The scene shifts to the environs of Swinstead Abbey, where King John lies sick. Hubert and the Bastard enter the stage separately. Standing watch on King John's behalf, Hubert threatens to shoot the Bastard if he does not identify himself. After a tense exchange, the two recognize one another as allies. King John, Hubert announces, has been "poisoned by a monk" and is now with the rebel lords, who have been pardoned and welcomed back. The Bastard demands to be led to the king, already fearing he will arrive too late.

Analysis

The manner of King John's death has been the subject of much speculation through the centuries. The trouble begins with the medieval chroniclers, who offer a variety of conflicting and sometimes bizarre explanations for the king's gradual decline. The early 13th-century writer Ralph of Coggeshall, for example, attributed John's death to gluttony. His contemporary Roger of Wendover somewhat more colorfully blamed it on "a surfeit of peaches and cider."
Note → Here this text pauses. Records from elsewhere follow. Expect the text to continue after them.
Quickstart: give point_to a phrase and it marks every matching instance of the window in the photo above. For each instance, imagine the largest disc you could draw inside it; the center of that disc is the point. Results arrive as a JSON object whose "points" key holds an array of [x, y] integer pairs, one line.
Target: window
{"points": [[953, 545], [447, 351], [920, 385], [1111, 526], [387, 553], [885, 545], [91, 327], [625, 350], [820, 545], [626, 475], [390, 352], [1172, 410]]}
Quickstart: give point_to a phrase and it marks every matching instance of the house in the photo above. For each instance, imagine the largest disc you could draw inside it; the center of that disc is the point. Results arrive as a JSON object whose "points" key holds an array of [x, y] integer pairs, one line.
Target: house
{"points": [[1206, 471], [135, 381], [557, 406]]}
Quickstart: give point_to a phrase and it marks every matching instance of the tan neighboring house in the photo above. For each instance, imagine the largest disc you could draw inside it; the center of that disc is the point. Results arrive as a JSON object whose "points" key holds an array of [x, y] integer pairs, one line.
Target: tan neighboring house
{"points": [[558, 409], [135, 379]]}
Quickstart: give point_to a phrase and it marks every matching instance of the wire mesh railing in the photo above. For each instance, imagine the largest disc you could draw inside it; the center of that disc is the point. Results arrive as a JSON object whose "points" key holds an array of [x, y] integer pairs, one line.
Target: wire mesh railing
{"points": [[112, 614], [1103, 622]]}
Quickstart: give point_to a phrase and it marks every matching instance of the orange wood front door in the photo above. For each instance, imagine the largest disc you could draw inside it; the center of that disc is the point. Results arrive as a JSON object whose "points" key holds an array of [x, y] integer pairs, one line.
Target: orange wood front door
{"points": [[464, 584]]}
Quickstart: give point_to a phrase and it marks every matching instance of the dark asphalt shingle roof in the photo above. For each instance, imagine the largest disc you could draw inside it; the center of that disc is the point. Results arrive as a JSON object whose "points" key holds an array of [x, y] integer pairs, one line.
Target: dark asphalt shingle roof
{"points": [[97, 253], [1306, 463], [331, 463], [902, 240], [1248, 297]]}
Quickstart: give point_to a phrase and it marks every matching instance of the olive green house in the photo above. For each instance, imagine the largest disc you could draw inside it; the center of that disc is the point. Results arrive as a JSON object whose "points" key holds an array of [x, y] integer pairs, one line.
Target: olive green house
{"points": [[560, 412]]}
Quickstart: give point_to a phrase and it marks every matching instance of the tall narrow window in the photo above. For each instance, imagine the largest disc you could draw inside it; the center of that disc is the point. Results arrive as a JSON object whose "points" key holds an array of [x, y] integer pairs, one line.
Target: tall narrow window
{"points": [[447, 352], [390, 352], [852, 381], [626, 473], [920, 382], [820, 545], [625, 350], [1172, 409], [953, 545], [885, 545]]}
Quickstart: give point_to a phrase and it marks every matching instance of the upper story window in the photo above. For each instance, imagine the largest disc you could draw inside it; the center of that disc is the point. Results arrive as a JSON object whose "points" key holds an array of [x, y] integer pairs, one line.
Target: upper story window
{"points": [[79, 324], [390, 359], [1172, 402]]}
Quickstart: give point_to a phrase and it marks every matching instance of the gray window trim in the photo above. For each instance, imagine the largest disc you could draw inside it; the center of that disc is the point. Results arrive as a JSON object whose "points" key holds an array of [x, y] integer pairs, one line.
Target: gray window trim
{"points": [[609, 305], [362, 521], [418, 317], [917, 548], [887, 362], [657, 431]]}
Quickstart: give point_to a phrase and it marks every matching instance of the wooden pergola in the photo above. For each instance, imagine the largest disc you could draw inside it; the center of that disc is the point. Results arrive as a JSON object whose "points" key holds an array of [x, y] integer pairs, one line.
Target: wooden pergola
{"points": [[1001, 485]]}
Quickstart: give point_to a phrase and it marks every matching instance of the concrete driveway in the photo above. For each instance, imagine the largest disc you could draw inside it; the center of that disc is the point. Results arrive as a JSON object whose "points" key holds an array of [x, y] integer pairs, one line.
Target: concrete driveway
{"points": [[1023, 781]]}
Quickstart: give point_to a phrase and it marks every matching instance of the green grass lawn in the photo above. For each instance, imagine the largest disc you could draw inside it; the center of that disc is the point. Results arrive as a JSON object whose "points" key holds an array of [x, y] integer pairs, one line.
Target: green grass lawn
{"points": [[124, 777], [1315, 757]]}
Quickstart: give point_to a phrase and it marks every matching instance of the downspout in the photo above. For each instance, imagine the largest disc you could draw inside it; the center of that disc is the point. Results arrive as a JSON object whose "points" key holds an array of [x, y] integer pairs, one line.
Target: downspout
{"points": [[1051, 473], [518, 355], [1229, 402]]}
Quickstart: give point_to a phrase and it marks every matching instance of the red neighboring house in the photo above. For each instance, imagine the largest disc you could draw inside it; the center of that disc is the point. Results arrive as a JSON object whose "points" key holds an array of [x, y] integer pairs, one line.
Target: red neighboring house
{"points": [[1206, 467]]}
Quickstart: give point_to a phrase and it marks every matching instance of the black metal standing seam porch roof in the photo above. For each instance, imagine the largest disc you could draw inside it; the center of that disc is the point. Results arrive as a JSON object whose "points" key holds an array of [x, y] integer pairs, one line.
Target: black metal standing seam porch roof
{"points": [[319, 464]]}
Only in the late 13th century were the monks of Swinstead Abbey implicated as possible agents in John's death, as Shakespeare here presents them. Yet by Shakespeare's time, the "poisoned by a monk" hypothesis remained only one of numerous possible explanations, none of which were accepted as definitive. The 16th-century historian Raphael Holinshed, one of Shakespeare's key sources for his English history plays, sums up the divergent reports as "doubtful, and therefore undetermined." Modern historians are similarly skeptical of poisoning, gluttony, and other possible causes of death. They tend to suspect dysentery, an infectious disease whose symptoms match those described by the chroniclers.